AU DÉBUT DU XXe SIECLE, les sages-femmes rendaient visite deux fois par jour aux jeunes mères pendant les semaines qui suivent l'accouchement. La menace de la mortalité infantile étant devenue aujourd'hui moins prégnante, les femmes quittent de plus en plus tôt les maternités. Et même, de plus en plus souvent, beaucoup trop tôt, selon l'Académie de médecine, qui émet de nouvelles recommandations après le vote du rapport sur « La première semaine de la vie ».
« La première semaine est une période cruciale où le nouveau-né doit adapter ses fonctions vitales. Le raccourcissement de la durée de séjour du nouveau-né et de sa mère en maternité est une pratique qui, à l'instar d'autres pays, se répand en France sans que des dispositions adéquates n'assurent partout et régulièrement un relais de soins appropriés », alerte le rapporteur, le Pr Paul Vert (pédiatre, Nancy).
Jusqu'à 30 % des naissances.
En nette augmentation depuis une dizaine d'années, la sortie précoce de maternité (c'est-à-dire à trois jours ou moins après la naissance) est plus ou moins fréquente selon les régions, voire, parfois, à l'intérieur d'un même établissement. En cause, le désir, compréhensible, des parturientes de rentrer le plus rapidement possible à leur domicile, mais aussi parfois l'encombrement des maternités à certains moments de l'année. La sortie précoce concerne 15,7 % des naissances en Ile-de-France et 30 % à Lyon. C'est pourquoi l'Académie réclame, de manière préliminaire, un état des lieux et une évaluation des pratiques.

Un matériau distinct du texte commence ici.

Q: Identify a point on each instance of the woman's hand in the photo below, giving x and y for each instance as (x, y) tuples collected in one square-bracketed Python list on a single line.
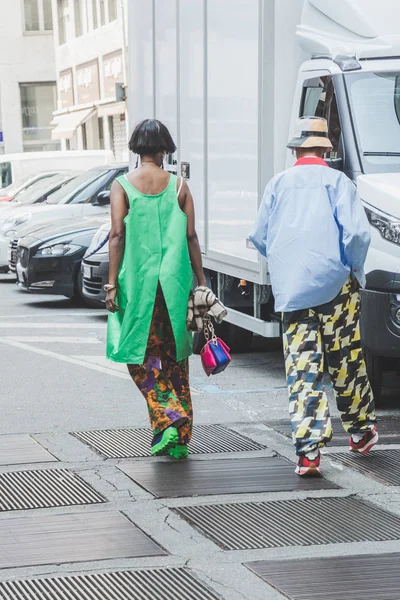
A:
[(111, 305)]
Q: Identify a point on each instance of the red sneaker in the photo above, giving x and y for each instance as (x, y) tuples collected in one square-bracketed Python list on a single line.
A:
[(307, 467), (366, 443)]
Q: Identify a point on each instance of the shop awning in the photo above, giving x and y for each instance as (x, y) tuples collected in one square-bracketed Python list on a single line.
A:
[(111, 110), (67, 124)]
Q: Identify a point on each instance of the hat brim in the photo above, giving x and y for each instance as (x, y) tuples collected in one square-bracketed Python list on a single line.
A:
[(310, 142)]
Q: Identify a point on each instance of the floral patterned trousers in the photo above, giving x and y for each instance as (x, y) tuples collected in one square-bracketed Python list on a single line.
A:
[(163, 381)]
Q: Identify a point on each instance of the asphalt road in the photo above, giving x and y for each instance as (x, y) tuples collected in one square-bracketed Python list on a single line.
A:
[(56, 380)]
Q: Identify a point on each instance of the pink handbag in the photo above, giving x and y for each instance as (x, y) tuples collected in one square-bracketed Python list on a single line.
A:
[(215, 355)]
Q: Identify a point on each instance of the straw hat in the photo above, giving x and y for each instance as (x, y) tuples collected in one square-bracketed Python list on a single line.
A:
[(311, 132)]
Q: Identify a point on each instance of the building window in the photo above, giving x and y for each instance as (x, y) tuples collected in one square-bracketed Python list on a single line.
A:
[(63, 16), (38, 16), (84, 136), (47, 15), (38, 102), (102, 12), (101, 134), (112, 10), (78, 18), (95, 19)]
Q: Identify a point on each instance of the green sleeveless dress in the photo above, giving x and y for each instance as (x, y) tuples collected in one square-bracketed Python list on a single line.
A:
[(156, 251)]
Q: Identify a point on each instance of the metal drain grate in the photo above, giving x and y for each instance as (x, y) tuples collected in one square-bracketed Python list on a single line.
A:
[(256, 525), (135, 443), (375, 576), (382, 465), (44, 489), (157, 584)]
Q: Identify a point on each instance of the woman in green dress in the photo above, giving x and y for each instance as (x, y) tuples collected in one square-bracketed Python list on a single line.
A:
[(154, 251)]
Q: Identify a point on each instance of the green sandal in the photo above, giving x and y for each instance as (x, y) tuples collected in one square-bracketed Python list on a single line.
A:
[(169, 439), (179, 451)]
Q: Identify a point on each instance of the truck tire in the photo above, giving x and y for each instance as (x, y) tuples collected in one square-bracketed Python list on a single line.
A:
[(375, 373)]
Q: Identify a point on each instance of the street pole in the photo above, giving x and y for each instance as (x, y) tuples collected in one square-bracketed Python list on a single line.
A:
[(125, 63)]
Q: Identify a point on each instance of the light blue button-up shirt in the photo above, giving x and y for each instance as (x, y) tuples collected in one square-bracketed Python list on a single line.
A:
[(313, 229)]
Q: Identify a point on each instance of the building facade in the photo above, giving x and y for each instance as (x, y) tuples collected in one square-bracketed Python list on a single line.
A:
[(28, 93), (90, 51)]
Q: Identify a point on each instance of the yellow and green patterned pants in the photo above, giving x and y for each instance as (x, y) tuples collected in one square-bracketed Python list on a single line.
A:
[(332, 329)]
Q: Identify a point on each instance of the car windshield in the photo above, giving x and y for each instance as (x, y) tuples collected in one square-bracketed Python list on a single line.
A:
[(67, 193), (39, 190), (13, 187), (375, 100)]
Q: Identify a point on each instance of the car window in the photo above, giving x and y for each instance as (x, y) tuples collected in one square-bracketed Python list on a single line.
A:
[(86, 194), (69, 191), (39, 190)]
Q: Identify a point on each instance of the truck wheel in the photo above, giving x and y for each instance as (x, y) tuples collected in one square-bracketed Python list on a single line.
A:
[(375, 372), (238, 339)]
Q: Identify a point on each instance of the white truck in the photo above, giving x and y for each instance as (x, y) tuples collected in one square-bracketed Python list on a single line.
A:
[(229, 78)]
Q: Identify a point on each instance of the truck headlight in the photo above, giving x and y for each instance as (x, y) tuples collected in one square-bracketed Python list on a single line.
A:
[(63, 249), (387, 225)]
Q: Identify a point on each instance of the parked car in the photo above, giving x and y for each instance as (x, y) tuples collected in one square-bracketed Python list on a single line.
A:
[(7, 194), (14, 167), (79, 198), (48, 259), (38, 192), (95, 265)]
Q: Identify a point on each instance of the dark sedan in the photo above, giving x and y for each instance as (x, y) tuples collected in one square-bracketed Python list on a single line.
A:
[(48, 259), (95, 268)]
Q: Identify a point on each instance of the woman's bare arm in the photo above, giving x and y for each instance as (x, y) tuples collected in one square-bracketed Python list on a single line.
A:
[(193, 240), (119, 210)]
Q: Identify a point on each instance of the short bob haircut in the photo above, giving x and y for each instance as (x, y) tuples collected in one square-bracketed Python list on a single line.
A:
[(150, 137)]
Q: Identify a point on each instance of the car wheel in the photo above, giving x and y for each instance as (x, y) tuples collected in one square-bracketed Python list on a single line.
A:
[(374, 365)]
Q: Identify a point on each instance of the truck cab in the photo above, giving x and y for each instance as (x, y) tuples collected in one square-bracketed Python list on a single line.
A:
[(229, 78), (353, 80)]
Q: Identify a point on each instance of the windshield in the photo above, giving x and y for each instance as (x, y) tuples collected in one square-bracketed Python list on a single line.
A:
[(375, 105), (38, 191), (67, 193)]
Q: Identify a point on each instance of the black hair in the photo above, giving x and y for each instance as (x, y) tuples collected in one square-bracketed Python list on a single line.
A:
[(150, 137)]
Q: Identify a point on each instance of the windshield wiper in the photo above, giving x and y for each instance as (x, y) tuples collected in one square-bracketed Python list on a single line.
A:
[(381, 153)]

« Malgré de nombreuses initiatives locales ou régionales, comme celles des réseaux ville-hôpital ou des réseaux périnatals, des informations, certes parcellaires, font état ici ou là, en France, de dérives provoquant, au minimum, l'inconfort et le désarroi de certains parents, mais aussi des réhospitalisations tardives mettant en péril la santé des nouveau-nés et susceptibles de peser sur les indicateurs de santé, comme la mortalité infantile », précise le Pr Vert. Ce sont 14 % des nouveau-nés qui ont des problèmes de santé, de gravité très diverses, y compris les prématurés. Ce qui a également conduit l'Académie à mettre en garde contre la tentation « de l'extension du terme au prématuré en dessous de 37 semaines ».
Les acquis de la médecine de la périnatalité ont permis de réduire la mortalité au cours du premier mois à 2,9 pour 1 000. Mais cela ne doit pas permettre de baisser la garde. C'est pourquoi le texte des recommandations demande « la garantie d'un système de relais en cas de retour précoce à domicile (de préférence pas avant trois jours) , assurant des soins de qualité équivalente à celle proposée en maternité, ainsi que le dépistage des affections congénitales et l'examen de santé obligatoire du 8e jour ».
Aux Etats-Unis et au Danemark, les études montrent que les cas d'ictères nucléaires et d'hyperbilirubinémie avec risque d'encéphalopathie chez les nouveau-nés connaissent une résurgence inédite. Face aux alertes lancées par le Collège américain des gynécologues-obstétriciens sur l'augmentation de la mortalité dans la première année de la vie des enfants qui ont quitté la maternité trente heures après la naissance, une loi fédérale a été votée. Ainsi, le New Born and Mother Protection Act interdit qu'on fasse sortir les mères avant quarante-huit heures.
En tout état de cause, pour l'Académie, il ne s'agit pas de revenir aux pratiques d'avant les années 1950, où les femmes devaient passer trois semaines alitées à la sortie de couches. Mais le départ de la maternité est et doit rester une décision médicale prise en concertation avec l'obstétricien, le pédiatre et les parents.